Ротный двинулся с отрядом в обход. Пройдя по заросшему кустарником оврагу, они приблизились к подножию высоты. И здесь наткнулись на вражеский танк «рикардо». Громоздкий, неуязвимый, он маячил на фоне неба, словно грозный, несокрушимый бастион. Видимо, наблюдатель заметил что-то подозрительное в овраге. По опушке хлестнула пулеметная очередь.
— У нас есть гранаты, — обратился к красноармейцам ротный. — Нужны три добровольца.
Строй выжидающе молчал. Бывалые фронтовики впервые столкнулись с бронированным чудовищем.
— Коммунисты есть?
Вперед шагнули рядовые Козырев, Соха и… Пенежко. Его окликнули: мол, не лезь не в свои сани.
— Ладно, — отмахнулся Иван. — Может быть, управлюсь не хуже партийного.
Мало кто из взвода тогда знал о том, что неделю назад он попросил Никанора Козырева и Ондрия Соху дать ему рекомендации для вступления в ряды РКП(б).
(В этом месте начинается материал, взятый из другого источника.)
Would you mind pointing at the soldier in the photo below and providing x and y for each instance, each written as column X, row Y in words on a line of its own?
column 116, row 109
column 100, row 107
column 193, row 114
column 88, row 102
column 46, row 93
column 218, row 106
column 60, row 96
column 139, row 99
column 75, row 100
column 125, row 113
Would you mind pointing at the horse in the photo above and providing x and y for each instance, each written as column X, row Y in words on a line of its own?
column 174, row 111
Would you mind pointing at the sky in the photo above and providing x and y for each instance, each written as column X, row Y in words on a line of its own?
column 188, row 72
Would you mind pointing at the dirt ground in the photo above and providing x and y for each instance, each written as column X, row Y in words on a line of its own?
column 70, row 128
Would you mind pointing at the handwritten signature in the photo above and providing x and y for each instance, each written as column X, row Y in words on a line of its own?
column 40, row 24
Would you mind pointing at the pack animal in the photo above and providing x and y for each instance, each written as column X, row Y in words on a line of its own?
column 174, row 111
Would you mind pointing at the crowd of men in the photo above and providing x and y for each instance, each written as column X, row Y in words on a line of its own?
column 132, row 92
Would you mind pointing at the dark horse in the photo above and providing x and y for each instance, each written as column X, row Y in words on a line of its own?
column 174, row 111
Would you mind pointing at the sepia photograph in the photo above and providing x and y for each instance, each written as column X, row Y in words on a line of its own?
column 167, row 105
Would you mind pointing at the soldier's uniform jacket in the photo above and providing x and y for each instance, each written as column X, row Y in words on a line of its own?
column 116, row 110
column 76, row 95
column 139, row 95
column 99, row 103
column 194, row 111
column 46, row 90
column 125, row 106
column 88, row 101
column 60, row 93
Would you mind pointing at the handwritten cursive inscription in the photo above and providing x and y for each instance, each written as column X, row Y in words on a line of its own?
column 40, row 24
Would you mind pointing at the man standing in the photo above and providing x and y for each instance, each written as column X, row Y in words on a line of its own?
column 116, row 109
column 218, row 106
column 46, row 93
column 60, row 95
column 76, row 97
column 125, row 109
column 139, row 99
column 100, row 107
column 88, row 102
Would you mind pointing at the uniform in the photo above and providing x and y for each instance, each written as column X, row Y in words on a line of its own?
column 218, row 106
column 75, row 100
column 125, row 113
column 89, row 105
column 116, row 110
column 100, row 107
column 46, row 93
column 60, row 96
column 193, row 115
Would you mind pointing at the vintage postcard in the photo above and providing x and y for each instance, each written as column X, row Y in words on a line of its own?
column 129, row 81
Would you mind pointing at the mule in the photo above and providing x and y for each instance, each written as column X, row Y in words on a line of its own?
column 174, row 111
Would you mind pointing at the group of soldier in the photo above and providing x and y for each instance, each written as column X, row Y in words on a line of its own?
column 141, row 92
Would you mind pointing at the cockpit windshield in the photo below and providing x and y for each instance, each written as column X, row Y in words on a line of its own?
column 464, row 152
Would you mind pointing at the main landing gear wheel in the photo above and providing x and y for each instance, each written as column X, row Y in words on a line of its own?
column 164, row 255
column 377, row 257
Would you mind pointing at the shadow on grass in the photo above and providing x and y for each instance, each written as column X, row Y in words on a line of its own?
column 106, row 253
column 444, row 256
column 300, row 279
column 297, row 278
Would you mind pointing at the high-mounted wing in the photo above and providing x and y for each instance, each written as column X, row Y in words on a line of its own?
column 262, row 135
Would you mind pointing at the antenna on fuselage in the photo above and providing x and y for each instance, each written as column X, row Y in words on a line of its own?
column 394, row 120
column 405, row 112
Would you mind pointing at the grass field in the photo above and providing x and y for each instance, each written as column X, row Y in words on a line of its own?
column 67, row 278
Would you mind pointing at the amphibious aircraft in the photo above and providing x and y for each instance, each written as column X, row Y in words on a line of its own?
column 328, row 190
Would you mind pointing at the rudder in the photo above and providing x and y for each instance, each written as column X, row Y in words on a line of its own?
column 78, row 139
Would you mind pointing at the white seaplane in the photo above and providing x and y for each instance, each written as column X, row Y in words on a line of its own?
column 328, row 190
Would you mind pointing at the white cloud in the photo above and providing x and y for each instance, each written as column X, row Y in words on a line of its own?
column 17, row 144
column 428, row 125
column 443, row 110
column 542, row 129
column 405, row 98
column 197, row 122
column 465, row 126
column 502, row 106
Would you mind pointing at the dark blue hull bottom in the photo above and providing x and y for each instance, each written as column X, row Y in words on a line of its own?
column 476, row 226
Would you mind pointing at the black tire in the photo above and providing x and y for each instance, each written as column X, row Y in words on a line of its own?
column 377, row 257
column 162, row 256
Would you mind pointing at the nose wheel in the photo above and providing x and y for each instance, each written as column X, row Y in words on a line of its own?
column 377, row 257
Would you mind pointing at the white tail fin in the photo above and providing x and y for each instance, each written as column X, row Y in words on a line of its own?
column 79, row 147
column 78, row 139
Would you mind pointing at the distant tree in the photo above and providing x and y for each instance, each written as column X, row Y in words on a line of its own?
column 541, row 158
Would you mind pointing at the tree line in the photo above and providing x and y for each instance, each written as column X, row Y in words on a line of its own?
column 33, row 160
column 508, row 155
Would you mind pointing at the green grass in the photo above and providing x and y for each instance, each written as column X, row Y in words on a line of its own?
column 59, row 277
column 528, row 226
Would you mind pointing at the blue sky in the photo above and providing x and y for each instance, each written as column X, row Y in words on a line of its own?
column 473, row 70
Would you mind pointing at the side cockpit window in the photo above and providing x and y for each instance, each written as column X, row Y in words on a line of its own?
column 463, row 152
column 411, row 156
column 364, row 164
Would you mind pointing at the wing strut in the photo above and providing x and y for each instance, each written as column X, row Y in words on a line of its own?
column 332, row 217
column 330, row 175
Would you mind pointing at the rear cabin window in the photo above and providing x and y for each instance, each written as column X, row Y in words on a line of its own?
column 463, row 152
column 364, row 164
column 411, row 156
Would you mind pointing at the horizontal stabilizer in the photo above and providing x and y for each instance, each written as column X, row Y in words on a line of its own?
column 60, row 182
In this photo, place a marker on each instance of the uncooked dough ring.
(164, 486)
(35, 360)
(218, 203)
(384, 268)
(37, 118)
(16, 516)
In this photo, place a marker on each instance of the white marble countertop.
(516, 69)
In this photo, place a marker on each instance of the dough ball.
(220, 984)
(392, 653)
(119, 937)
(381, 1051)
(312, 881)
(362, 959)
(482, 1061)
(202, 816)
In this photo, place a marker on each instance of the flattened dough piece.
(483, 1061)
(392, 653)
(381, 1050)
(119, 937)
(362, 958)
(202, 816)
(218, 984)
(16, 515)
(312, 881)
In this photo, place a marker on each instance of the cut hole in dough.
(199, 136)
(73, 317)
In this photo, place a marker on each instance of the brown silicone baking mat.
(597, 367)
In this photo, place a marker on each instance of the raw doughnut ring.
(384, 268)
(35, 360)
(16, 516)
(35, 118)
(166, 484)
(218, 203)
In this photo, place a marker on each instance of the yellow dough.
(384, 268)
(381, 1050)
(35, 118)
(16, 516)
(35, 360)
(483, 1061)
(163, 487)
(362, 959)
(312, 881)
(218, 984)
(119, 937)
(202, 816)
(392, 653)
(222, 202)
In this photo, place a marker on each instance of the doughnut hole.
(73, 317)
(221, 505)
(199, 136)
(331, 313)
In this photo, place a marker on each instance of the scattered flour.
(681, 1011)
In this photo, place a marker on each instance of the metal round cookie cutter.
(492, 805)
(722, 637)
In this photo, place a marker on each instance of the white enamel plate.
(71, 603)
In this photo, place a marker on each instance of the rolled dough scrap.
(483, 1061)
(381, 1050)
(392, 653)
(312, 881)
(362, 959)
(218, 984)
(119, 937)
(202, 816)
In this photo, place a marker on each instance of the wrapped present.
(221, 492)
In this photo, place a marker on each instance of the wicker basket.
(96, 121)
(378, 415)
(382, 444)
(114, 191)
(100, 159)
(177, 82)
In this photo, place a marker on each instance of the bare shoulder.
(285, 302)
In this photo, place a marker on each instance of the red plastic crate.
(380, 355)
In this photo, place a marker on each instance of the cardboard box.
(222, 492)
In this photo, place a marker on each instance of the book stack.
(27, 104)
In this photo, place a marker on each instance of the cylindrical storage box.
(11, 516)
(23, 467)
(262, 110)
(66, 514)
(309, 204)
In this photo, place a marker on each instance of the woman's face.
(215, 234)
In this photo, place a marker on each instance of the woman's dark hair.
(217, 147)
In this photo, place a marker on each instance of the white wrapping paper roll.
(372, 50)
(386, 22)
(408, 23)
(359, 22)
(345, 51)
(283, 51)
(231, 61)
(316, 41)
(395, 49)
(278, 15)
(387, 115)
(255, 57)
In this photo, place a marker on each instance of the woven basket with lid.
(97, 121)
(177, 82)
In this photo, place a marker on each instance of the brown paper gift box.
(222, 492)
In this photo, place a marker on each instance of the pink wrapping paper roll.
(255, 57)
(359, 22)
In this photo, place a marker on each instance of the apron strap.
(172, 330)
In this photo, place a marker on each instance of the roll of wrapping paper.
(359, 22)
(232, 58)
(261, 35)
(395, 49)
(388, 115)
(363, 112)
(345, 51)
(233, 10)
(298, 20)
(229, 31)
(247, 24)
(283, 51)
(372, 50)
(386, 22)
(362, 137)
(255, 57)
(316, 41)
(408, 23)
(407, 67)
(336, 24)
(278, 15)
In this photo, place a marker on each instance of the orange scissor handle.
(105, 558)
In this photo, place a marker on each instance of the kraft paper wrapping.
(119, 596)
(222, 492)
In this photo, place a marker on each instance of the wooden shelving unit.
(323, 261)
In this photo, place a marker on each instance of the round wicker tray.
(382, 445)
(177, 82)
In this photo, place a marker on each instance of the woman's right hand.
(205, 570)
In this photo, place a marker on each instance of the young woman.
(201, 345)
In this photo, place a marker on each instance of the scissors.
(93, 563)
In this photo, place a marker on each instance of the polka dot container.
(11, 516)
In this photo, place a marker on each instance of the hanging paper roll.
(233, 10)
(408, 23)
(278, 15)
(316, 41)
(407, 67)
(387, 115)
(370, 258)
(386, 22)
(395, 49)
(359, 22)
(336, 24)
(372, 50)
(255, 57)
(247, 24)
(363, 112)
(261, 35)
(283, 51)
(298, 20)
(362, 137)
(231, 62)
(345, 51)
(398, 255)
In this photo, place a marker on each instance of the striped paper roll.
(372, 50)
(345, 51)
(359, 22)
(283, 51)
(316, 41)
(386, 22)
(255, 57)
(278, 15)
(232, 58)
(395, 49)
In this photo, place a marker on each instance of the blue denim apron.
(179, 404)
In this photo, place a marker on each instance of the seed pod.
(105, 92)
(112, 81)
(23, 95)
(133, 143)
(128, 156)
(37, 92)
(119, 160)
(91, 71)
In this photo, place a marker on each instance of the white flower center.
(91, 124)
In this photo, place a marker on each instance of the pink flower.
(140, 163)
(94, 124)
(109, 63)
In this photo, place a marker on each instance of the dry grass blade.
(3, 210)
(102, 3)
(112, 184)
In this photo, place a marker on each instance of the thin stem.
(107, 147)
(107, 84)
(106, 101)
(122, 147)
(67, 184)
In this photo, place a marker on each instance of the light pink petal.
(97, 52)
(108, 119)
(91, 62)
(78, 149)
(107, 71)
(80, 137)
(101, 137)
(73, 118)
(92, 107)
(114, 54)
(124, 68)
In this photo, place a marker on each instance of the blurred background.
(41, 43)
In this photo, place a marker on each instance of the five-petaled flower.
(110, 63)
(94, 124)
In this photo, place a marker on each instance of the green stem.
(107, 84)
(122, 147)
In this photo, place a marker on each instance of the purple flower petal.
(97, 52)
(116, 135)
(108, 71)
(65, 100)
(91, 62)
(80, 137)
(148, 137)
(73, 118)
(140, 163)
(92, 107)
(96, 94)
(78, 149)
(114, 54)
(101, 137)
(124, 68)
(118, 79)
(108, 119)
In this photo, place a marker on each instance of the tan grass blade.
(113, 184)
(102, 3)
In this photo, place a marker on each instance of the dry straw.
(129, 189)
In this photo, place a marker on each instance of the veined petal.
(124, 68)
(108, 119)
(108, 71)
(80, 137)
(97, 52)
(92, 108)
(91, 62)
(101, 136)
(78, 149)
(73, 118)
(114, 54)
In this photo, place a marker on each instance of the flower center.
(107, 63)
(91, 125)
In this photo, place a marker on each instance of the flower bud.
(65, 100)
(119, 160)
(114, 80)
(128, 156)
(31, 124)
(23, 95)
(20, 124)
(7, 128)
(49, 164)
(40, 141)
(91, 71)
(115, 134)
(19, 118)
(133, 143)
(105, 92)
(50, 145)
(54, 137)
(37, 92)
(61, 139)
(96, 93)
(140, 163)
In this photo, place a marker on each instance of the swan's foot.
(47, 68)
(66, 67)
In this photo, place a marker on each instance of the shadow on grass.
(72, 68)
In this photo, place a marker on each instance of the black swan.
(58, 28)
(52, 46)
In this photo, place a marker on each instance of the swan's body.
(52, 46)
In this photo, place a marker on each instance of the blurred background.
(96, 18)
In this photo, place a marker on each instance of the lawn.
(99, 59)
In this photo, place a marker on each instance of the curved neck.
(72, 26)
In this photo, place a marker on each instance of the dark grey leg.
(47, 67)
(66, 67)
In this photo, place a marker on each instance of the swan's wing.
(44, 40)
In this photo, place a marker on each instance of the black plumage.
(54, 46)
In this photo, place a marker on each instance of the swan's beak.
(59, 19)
Козырев, путиловец, бывший депутат Петроградского Совета, член партии с 1905 года, прибыл в роту по партийной мобилизации. Он привез с собой памятку — небольшой листок чуть крупнее ладони, который определял обязанности коммуниста-рабочего на фронте. В памятке говорилось: «Звание коммуниста дает лишь одну привилегию: первым сражаться за революцию; подавать пример стойкости, самоотверженности, дисциплины; идти на всякую работу, какова бы она ни была: быть последним в почетных местах и первым в опасных». Почти в каждом своем выступлении ротный изыскивал возможность сослаться на питерскую памятку, напомнить всему личному составу, что в ней — источник боевой крепости подразделения.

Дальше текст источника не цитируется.